Romania: la Costituzione non difenderà la famiglia naturale

È fallito in Romania il tentativo di inserire in Costituzione che il matrimonio è l'unione tra uomo e donna. Il referendum che si è tenuto nel Paese dell'Europa dell'Est sabato e domenica scorsi non ha raggiunto il quorum: ha votato il 20,4 per cento degli elettori. L'Ufficio elettorale centrale spiega che il numero complessivo di votanti è stato pari a 3.731.704, di cui 1.829.816 nelle aree urbane e 1.901.888 nelle aree rurali. Così nel testo rimarrà la dicitura attuale, ossia che il matrimonio è l'unione tra due sposi. La modifica avrebbe neutralizzato sul nascere il tentativo di legalizzare il matrimonio omosessuale: in Romania al momento non è riconosciuta nemmeno alcuna forma di unione civile.
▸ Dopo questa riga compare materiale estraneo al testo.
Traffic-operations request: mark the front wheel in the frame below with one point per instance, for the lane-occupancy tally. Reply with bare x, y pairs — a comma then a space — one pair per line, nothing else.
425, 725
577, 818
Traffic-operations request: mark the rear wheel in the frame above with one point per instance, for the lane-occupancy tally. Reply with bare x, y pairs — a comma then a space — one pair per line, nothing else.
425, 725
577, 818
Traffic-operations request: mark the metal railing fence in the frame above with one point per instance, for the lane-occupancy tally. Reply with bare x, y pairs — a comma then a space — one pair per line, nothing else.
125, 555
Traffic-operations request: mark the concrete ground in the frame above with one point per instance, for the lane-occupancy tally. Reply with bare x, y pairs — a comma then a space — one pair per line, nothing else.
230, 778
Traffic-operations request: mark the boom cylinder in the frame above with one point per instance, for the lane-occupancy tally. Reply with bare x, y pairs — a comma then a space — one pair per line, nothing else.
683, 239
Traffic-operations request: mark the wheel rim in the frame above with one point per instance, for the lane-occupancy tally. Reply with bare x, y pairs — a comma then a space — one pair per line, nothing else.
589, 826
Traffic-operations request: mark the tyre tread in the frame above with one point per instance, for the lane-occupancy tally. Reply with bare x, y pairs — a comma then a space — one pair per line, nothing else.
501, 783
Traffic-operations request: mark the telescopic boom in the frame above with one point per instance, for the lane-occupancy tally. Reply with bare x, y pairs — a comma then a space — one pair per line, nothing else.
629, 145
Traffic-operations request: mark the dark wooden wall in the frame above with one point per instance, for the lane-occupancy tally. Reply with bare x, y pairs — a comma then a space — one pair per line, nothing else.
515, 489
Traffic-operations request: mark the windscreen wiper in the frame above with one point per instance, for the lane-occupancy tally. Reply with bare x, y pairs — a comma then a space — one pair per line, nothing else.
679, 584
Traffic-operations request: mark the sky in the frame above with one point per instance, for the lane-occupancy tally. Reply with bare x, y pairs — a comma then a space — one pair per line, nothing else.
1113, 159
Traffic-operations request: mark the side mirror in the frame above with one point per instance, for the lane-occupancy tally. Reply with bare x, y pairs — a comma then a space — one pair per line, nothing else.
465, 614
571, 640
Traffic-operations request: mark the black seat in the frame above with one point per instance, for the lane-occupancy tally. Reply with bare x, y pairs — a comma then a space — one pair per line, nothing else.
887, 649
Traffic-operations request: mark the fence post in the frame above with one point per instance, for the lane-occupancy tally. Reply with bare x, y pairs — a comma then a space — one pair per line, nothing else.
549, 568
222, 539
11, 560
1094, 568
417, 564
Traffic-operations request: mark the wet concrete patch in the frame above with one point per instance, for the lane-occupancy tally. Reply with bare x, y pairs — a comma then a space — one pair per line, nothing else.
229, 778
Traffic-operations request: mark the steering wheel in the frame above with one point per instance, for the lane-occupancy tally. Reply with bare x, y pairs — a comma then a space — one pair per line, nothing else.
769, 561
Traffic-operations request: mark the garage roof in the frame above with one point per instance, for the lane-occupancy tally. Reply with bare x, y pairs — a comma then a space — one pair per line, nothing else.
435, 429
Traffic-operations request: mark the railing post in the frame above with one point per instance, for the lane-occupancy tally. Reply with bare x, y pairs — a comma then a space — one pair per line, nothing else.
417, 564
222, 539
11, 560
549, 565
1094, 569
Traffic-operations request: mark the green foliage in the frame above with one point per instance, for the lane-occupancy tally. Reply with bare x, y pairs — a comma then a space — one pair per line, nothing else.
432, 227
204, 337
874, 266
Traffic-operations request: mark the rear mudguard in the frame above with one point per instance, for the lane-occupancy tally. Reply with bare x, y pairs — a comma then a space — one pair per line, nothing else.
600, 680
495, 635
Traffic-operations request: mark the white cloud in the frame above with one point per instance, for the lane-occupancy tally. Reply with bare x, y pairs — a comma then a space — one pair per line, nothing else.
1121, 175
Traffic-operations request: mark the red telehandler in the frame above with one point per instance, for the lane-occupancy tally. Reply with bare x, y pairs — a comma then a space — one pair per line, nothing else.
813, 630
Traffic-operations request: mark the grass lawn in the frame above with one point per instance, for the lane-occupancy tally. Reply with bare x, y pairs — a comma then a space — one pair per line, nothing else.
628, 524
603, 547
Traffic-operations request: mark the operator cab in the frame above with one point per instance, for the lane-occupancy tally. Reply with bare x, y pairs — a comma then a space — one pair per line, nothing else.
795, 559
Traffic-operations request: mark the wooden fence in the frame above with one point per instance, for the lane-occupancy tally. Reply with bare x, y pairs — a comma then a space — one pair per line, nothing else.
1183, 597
La Coalizione per la famiglia, un’alleanza di sigle che aveva sponsorizzato il referendum sostenuta dai vescovi ortodossi e cattolici, ha accusato i partiti del “boicottaggio generale” del voto. Ciò nonostante il patriarca Daniel, capo della chiesa ortodossa romena – che conta oltre 18 milioni di fedeli – avesse esortato nel proprio sermone domenicale ad andare a votare – riferisce Il Fatto Quotidiano – “prima che sia troppo tardi”. I vescovi cattolici avevano dichiarato in una nota che “questa precisazione nella Costituzione è più che necessaria“, in quanto la Carta fondamentale di ogni Popolo europeo od occidentale dovrebbe avere “lo scopo di essere alla base di un’adeguata legislazione nel campo della famiglia nella quale siano tutelati i diritti di ognuno e sia rispettata la natura delle cose nella tradizione cristiana“. Non solo i movimenti più conservatori e le Chiese, a favore del referendum si era schierato anche il Partito Socialdemocratico al Governo. Una mossa, quella del centrosinistra rumeno, che aveva creato frizioni nel gruppo parlamentare a Bruxelles dei socialisti e democratici, il cui capogruppo Udo Bullman ora esprime soddisfazione per quanto avvenuto in Romania: “I risultati mostrano con chiarezza che i romeni non si sono fatti raggirare da un’agenda politica orchestrata per seminare odio e discordia“, dichiara. “La maggior parte dei noi socialdemocratici – aggiunge – crede che un diritto umano non debba essere oggetto di un referendum”.